The Swakopmund–Walvis Bay area in Namibia is one of the Van den Bergs’ favourite places to photograph. They spent some time there photographing for Southern Africa’s Beautiful Deserts – The Big Picture and were after the desert creatures in the dunes behind Swakopmund.

One day they decided to drive up to Walvis Bay, passing the town towards the salt works. There, to their delight, they came upon hundreds of flamingoes on the eastern side of the road. Every time they had been there in the past, the flamingoes had kept to the western sea side of the road. They had been difficult to photograph because they were against the light in the afternoon. But this time a high tide had come over the road and suddenly it was a photographer’s paradise.

Not only were the birds now on the best side of the road for lighting, but they were against the most beautiful background imaginable – Namib dunes.

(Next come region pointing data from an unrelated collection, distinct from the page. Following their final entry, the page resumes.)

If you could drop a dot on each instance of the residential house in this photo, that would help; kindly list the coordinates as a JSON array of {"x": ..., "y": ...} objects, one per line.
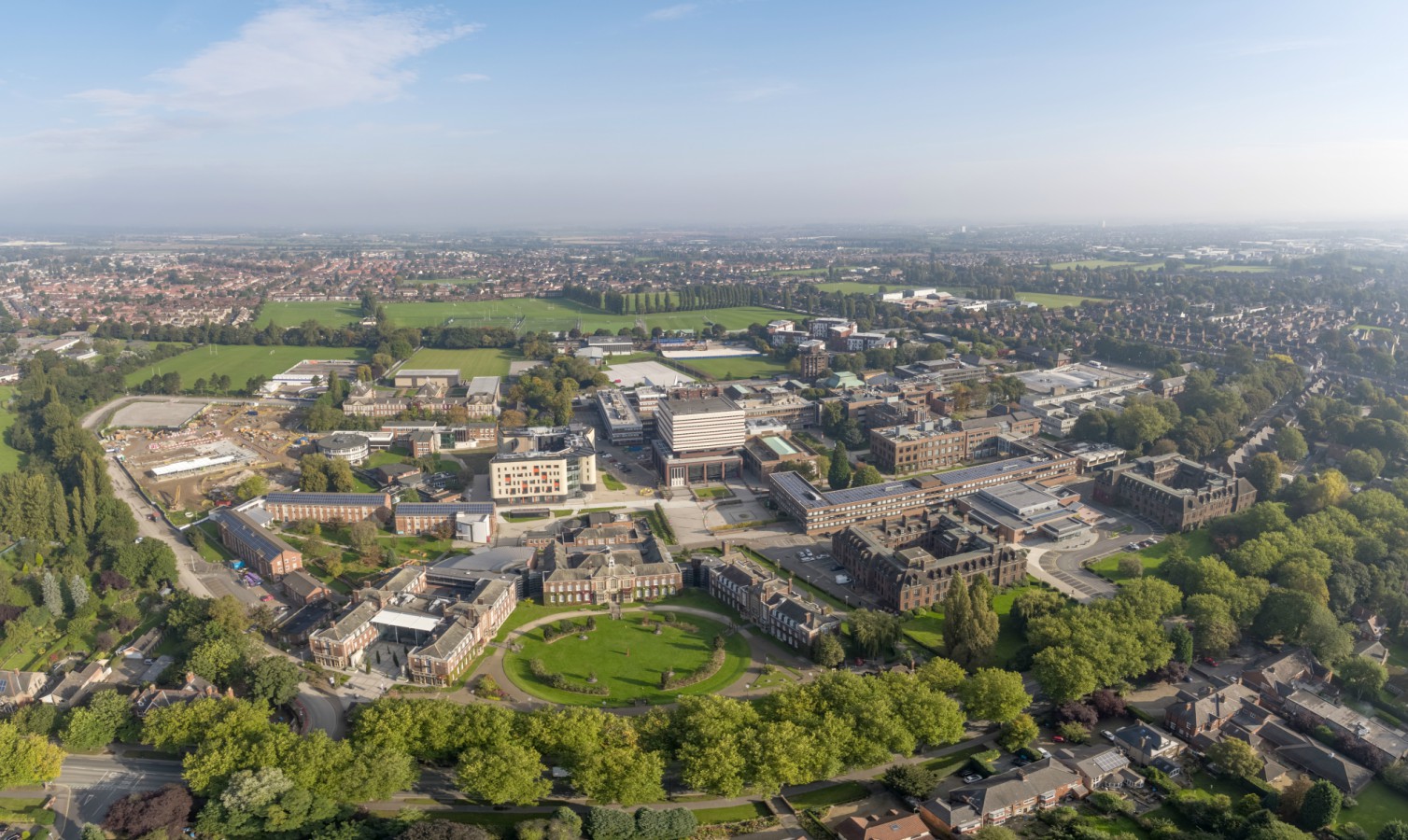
[
  {"x": 1145, "y": 745},
  {"x": 1003, "y": 797},
  {"x": 887, "y": 826},
  {"x": 20, "y": 687},
  {"x": 1282, "y": 674},
  {"x": 1191, "y": 715}
]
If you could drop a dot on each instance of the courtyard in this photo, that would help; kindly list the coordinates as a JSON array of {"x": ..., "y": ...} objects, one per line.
[{"x": 627, "y": 657}]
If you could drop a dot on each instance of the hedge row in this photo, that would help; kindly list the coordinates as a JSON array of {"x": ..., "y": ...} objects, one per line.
[
  {"x": 707, "y": 670},
  {"x": 560, "y": 682}
]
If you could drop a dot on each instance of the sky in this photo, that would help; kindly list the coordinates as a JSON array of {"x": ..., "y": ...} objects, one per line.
[{"x": 327, "y": 114}]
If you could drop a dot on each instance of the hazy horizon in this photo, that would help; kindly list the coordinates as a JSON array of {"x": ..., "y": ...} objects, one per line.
[{"x": 332, "y": 114}]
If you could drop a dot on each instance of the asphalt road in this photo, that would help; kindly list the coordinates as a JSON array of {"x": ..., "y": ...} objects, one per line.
[{"x": 91, "y": 784}]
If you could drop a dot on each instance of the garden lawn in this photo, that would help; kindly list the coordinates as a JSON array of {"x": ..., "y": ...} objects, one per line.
[
  {"x": 8, "y": 456},
  {"x": 734, "y": 814},
  {"x": 927, "y": 629},
  {"x": 731, "y": 368},
  {"x": 1197, "y": 543},
  {"x": 240, "y": 362},
  {"x": 469, "y": 363},
  {"x": 1376, "y": 805},
  {"x": 628, "y": 659},
  {"x": 829, "y": 795}
]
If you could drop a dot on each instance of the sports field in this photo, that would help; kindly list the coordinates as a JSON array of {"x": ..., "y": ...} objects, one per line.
[
  {"x": 469, "y": 363},
  {"x": 240, "y": 362},
  {"x": 737, "y": 366},
  {"x": 8, "y": 456},
  {"x": 528, "y": 313}
]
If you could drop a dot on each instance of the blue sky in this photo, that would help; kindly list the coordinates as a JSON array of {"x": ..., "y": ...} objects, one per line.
[{"x": 523, "y": 113}]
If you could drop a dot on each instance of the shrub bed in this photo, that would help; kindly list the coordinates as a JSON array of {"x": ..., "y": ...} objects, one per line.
[
  {"x": 560, "y": 682},
  {"x": 707, "y": 670}
]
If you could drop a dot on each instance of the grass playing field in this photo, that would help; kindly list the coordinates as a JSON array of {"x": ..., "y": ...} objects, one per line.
[
  {"x": 240, "y": 362},
  {"x": 490, "y": 362},
  {"x": 737, "y": 366},
  {"x": 538, "y": 315},
  {"x": 628, "y": 659},
  {"x": 8, "y": 456}
]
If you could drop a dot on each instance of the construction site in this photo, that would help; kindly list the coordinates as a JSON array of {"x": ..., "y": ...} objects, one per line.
[{"x": 199, "y": 465}]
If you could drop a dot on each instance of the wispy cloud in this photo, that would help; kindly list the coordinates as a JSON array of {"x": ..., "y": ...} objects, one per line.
[
  {"x": 761, "y": 91},
  {"x": 672, "y": 13},
  {"x": 294, "y": 58},
  {"x": 1273, "y": 47}
]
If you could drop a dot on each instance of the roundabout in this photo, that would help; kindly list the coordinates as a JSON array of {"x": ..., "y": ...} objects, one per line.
[{"x": 629, "y": 657}]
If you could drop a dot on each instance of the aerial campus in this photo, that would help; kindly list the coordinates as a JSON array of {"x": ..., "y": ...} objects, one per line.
[
  {"x": 776, "y": 543},
  {"x": 703, "y": 420}
]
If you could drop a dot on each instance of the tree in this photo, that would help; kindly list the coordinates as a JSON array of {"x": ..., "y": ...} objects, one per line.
[
  {"x": 826, "y": 651},
  {"x": 166, "y": 809},
  {"x": 1321, "y": 805},
  {"x": 77, "y": 593},
  {"x": 1361, "y": 676},
  {"x": 1235, "y": 757},
  {"x": 506, "y": 773},
  {"x": 275, "y": 679},
  {"x": 1263, "y": 470},
  {"x": 252, "y": 487},
  {"x": 52, "y": 594},
  {"x": 866, "y": 476},
  {"x": 1019, "y": 732},
  {"x": 609, "y": 823},
  {"x": 969, "y": 621},
  {"x": 909, "y": 779},
  {"x": 1290, "y": 443},
  {"x": 27, "y": 759},
  {"x": 993, "y": 693},
  {"x": 1063, "y": 673},
  {"x": 875, "y": 632},
  {"x": 839, "y": 473},
  {"x": 1181, "y": 639}
]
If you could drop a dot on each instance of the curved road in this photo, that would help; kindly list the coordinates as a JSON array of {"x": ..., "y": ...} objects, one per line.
[
  {"x": 493, "y": 665},
  {"x": 194, "y": 573}
]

Instead of choosing to isolate one flamingo, Philip opted to use the 600 f4 without any tele-converters to get as much background in the images as possible.

He set his camera to Av, opened the aperture to f4 and had his lens on a heavy tripod as close to the ground as it could go. His ISO was on 100, as the light was still strong.

The problem, however, was that the closer Philip moved to the flamingoes, the further they moved in the other direction.

Because it was next to a public road, regular traffic passed next to the dunes. People were slowing down, straining to catch a glimpse of Philip’s 600mm.

Then, to his surprise, he saw a jogger running on the opposite side along the road towards the flamingoes. As he got closer, they got a fright, lifted their pink wings and started running back along the dune. Philip had his camera set on the highest frame-per-second rate and kept the shutter button in as he followed them. His focusing point was in the centre, to have more control over the focus.

When the jogger reached Philip, he apologized profusely for chasing the flamingoes away. If only he had known what a great favour he had done for him.